Il y a une technique du camping à apprendre : savoir monter sa tente correctement, savoir aménager son terrain, ranger son matériel, etc., etc. Mais il y a aussi des règles de savoir-vivre. Le campeur confirmé, au cours de rallyes, de camps en commun, de sorties de week-ends avec une équipe de bons copains, en applique les principes sans même y penser. Il a pris l'habitude de respecter le silence de la nuit, le sommeil de ses voisins; il sait qu'un camp ne doit pas avoir l'aspect de la zone, que l'étalage intempestif de vêtements ou de sous-vêtements est une affreuse injure au paysage. Le vieux randonneur aime la nature, les plantes, les animaux. Il est l'ami du paysan qui l'a autorisé à s'installer sur son champ ... Et le campeur sait le danger qu'il peut y avoir à allumer inconsidérément un feu de cuisine ... Presque tous les campeurs confirmés ont adopté le réchaud portatif, mais, lorsqu'ils se décident un jour à allumer un feu de bois pour griller un beefsteak, ils savent qu'un tout petit feu est suffisant et qu'il n'y a pas besoin d'allumer un feu de joie. Ils savent aussi que, dans ce cas, ils ne quitteront pas le camp sans avoir enterré ou noyé les cendres derrière eux ...

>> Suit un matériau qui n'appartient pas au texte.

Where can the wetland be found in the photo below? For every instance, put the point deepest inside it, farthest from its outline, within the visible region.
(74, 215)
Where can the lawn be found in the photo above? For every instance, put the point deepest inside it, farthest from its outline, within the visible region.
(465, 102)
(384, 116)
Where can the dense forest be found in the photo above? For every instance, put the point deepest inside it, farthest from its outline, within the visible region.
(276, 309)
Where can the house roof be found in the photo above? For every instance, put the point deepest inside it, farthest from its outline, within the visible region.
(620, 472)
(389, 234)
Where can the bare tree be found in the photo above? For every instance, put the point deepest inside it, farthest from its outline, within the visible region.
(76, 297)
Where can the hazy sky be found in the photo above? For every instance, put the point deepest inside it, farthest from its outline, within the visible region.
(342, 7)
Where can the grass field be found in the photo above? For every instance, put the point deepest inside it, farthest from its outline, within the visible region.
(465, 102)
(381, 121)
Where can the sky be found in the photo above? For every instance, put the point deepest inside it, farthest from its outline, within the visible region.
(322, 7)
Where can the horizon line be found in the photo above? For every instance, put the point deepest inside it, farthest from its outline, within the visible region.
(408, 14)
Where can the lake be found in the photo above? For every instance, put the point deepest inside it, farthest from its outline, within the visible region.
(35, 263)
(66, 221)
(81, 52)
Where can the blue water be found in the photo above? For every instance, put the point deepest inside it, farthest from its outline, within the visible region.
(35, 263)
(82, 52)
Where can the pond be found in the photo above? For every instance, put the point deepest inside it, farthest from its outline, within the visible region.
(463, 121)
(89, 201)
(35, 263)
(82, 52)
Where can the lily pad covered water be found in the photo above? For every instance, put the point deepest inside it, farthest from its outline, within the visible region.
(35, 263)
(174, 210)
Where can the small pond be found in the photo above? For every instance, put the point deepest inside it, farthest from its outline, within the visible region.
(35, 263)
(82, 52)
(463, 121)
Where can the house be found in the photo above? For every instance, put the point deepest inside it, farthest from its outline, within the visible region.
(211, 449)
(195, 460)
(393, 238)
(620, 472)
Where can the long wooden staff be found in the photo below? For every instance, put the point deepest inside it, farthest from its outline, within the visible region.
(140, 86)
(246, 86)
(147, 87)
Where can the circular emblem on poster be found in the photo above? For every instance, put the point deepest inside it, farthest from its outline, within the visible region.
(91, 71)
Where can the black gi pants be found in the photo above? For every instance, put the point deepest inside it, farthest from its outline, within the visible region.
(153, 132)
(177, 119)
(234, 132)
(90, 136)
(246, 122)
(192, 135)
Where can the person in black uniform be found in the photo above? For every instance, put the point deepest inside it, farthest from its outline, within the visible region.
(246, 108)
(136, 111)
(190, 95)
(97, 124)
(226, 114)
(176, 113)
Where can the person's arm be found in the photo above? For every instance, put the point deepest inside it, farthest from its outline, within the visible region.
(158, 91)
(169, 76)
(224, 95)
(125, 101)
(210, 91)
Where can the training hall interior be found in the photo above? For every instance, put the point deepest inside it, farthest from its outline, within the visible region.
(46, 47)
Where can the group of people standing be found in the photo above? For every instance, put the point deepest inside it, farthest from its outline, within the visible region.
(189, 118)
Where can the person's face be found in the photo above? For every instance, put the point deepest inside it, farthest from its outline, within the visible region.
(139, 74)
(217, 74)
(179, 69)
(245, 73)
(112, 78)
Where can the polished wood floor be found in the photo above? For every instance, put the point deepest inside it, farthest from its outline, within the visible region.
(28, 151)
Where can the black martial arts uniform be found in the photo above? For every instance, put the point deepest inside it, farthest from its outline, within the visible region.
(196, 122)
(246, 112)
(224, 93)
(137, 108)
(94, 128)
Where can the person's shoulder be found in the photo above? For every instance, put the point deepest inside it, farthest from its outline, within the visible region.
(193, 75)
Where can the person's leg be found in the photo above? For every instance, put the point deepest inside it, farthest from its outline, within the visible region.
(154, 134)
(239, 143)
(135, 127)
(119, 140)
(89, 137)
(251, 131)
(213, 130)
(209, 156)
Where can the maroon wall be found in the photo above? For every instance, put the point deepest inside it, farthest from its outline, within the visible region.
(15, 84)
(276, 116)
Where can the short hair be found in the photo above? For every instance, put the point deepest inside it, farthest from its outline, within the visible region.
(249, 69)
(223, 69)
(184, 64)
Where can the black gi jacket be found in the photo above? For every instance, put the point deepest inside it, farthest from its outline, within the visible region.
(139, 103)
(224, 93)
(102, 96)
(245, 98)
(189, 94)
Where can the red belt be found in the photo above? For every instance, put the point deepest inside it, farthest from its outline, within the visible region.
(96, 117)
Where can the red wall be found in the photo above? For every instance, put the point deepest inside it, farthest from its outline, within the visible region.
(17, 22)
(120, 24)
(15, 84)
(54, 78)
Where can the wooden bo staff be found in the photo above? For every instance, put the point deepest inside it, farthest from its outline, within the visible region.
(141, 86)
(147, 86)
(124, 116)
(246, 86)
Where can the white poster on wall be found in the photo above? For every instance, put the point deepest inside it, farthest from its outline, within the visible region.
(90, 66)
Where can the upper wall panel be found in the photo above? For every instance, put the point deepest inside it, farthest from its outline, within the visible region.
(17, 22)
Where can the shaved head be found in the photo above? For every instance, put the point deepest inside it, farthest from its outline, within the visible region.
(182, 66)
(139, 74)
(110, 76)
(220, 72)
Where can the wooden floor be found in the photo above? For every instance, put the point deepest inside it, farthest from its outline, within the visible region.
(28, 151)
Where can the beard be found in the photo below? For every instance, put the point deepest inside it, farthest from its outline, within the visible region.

Aussi les réclamations que nous avons connues cette année ne se sont-elles adressées qu'exceptionnellement à de véritables campeurs ! Il n'en a pas été de même, hélas ! pour ceux qu'un confrère a nommés « les francs-tireurs du camping » et que je nommerai plus gentiment les néophytes ...

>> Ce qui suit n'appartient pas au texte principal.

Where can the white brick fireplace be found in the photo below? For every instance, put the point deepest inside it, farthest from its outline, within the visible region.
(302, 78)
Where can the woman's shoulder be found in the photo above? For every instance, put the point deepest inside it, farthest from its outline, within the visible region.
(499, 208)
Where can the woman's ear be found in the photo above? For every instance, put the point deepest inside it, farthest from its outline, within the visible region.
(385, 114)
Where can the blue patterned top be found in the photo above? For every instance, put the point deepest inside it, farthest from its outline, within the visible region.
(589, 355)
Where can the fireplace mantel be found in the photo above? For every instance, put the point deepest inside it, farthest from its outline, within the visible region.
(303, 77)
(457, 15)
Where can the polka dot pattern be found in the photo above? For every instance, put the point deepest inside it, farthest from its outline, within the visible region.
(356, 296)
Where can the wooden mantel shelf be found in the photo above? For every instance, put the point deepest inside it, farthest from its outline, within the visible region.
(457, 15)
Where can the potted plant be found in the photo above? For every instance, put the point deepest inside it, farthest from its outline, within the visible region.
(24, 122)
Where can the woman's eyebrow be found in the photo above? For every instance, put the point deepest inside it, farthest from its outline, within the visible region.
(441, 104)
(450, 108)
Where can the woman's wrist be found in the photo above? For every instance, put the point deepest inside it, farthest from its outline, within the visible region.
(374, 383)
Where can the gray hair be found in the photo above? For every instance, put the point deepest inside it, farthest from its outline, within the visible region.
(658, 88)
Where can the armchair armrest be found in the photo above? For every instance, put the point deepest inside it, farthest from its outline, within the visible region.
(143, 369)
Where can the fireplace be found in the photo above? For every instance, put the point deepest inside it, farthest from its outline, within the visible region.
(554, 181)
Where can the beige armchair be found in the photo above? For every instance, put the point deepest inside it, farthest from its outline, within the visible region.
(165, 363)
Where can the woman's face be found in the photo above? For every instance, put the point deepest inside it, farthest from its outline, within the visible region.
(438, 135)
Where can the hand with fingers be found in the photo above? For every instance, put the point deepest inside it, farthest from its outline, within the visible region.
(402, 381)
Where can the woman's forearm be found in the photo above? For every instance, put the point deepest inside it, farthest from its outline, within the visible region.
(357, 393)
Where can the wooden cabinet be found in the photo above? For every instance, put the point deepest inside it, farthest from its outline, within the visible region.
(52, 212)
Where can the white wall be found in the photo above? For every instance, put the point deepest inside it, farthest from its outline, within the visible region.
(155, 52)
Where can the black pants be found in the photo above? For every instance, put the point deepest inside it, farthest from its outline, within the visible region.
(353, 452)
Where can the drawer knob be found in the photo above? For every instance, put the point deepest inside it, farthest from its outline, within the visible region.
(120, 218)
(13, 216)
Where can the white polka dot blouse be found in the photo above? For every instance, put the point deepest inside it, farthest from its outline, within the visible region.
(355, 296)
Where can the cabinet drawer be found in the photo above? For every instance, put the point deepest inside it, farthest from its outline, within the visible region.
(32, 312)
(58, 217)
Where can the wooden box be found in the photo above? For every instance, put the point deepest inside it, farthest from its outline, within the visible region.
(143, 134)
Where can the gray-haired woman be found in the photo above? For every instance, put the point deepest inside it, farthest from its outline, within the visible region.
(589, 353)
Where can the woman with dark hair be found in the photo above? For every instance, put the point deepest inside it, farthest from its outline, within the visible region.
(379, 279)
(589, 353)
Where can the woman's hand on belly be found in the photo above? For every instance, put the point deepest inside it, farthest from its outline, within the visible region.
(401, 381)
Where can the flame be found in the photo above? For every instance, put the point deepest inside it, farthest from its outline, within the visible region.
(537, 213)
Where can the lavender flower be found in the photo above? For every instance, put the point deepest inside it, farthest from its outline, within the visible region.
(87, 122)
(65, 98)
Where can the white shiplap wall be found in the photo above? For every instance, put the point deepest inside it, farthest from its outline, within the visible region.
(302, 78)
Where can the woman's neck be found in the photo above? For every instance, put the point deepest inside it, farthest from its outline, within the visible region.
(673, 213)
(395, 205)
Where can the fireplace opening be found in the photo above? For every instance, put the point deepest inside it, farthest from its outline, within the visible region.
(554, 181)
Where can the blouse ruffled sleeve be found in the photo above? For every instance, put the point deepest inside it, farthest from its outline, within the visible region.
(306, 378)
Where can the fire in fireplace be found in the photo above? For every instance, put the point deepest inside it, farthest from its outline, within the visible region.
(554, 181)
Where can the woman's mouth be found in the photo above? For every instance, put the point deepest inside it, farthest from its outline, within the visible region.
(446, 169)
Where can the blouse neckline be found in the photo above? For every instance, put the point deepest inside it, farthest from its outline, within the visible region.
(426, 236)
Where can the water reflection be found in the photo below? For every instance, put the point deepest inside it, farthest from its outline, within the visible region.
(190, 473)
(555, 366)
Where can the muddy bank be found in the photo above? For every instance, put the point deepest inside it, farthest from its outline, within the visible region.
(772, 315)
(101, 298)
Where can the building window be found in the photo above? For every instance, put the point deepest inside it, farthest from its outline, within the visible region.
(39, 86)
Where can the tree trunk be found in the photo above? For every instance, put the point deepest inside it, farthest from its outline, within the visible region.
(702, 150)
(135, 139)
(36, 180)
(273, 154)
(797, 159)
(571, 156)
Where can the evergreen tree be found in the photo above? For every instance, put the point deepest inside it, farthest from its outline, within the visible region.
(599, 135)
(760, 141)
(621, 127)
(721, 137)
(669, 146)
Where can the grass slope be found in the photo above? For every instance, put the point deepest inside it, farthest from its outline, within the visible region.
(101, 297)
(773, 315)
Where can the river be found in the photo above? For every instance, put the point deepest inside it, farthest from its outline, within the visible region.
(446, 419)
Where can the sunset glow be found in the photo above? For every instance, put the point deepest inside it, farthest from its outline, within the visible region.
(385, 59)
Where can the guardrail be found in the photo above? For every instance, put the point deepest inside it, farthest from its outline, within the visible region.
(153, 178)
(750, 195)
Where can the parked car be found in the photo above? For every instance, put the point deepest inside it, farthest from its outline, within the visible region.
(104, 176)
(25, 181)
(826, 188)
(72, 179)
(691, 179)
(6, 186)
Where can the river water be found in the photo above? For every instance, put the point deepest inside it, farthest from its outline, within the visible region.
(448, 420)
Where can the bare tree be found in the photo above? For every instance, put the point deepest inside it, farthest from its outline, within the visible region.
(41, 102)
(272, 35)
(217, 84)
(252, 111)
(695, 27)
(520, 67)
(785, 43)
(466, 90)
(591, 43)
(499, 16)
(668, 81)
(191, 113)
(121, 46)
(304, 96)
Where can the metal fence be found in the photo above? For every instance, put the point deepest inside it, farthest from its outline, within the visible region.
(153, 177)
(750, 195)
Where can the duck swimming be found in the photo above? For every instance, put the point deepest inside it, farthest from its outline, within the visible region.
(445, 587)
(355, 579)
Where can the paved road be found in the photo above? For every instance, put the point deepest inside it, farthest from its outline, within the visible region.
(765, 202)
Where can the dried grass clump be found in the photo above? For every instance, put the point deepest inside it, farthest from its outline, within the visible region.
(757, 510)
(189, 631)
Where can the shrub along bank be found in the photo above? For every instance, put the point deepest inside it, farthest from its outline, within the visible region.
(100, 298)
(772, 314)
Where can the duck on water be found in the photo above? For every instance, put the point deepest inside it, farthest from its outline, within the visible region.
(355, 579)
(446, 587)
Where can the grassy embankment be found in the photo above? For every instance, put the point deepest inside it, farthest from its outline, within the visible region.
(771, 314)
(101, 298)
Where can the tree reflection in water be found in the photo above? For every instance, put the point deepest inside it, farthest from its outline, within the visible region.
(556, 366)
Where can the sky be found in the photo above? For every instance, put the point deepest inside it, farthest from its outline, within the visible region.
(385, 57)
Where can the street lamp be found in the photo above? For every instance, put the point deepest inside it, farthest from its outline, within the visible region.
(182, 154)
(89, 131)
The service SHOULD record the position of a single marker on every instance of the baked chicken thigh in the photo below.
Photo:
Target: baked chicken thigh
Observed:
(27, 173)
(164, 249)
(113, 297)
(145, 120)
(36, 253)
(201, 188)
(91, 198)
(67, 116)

Néophytes ! ils l'étaient bien en effet, tous ces braves gens qui se sont sentis une âme de campeur quinze jours avant leur départ en vacances. Au hasard des annonces publicitaires, ils se sont empressés d'acheter un matériel quelconque, souvent très bon marché, et, pour éviter des frais, ont décidé d'emporter de la maison des ustensiles de ménage : poêles, casseroles, chaises et même, comme je l'ai vu de mes propres yeux, seau hygiénique. Il est facile d'imaginer le déballage que cela pouvait produire. Tous ces néophytes ont cru d'autre part que la campagne était à eux, que le camping signifiait liberté totale. Sont-ils vraiment fautifs ? Certes non, car on ne peut savoir quelque chose sans l'avoir appris ! Beaucoup — à part ceux qui sont mal élevés et le resteront toute leur vie — ont péché par ignorance et ne demandent qu'à être éclairés. Ils ont vu, au cours de leur premier camping, des campeurs, des purs, et au fond d'eux-mêmes ont fait la comparaison ...

Mais il n'en reste pas moins vrai qu'ils ont causé un grand tort au camping en général et aux campeurs en particulier. Tous les adversaires en ont profité pour généraliser et mettre dans le même sac campeurs et apprentis-campeurs ...

Le résultat navrant est que le camping est menacé. Tant pis pour la santé physique et morale de centaines de milliers de Français ...

Jacques-J. BOUSQUET,

Président du Camping-Club de France.